The 14th point of the Jerusalem Declaration moves in two different directions. It first proclaims political speech as protected speech under the Universal Declaration of Human Rights and Article 10 of the European Union and indicates that it applies even to political speech that is unmeasured, disproportional, distempered, or unreasonable. All speech is protected in the United States unless it is libelous. Yet all speech is also subject to criticism, which is the essence of free speech.
However, when speech is “unmeasured, disproportional, distempered, or unreasonable,” one might reasonably ask, why?
And one might very well conclude that the speaker is out of control and overly emotional. One need not be a psychiatrist to wonder if there might be a reason for such behavior. One possibility to be considered — surely not the only one, is animus — a particular animus called antisemitism.
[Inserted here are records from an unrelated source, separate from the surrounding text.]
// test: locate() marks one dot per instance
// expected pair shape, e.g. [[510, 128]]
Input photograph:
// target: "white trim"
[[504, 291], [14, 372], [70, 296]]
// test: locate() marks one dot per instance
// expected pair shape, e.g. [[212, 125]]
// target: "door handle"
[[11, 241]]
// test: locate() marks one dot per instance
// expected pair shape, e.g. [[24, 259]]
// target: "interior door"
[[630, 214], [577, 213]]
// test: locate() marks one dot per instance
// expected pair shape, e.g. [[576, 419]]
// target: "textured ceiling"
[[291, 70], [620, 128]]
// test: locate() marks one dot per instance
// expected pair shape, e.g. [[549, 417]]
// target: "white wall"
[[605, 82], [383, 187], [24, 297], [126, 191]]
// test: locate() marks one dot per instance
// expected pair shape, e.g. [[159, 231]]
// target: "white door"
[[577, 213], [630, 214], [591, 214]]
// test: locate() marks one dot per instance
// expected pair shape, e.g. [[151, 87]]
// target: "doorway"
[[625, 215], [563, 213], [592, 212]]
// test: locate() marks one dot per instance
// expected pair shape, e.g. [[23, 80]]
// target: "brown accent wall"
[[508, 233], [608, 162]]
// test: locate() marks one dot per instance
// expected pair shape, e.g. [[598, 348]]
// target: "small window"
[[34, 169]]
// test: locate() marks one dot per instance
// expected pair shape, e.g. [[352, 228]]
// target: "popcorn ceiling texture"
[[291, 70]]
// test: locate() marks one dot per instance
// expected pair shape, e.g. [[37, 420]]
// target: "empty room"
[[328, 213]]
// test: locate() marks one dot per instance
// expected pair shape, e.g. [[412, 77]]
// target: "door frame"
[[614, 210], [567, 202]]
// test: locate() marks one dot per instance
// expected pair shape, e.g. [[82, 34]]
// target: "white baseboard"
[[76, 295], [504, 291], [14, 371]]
The Jerusalem Declaration states: “Criticism that some may see as excessive or contentious, or as reflecting a ‘double standard,’ is not, in and of itself, antisemitic.” No one can argue against that contention, yet it may well be antisemitic, but the Declaration offers no guidance to determine when such criticism is antisemitic. It all depends on what is said. Declaring speech not inherently antisemitic is different than contending that it is not antisemitic.
Let us return to Sharansky’s notice of three Ds; Double Standards, Delegitimization and Demonization, to determine where to draw the line in understanding of what is legitimate (often well-warranted criticism) and what is antisemitism. These three demarcations point the way and we might truly want to return to Potter Stewart’s wisdom: “I know it when I see it.”
Michael Berenbaum is director of the Sigi Ziering Institute and a professor of Jewish Studies at American Jewish University.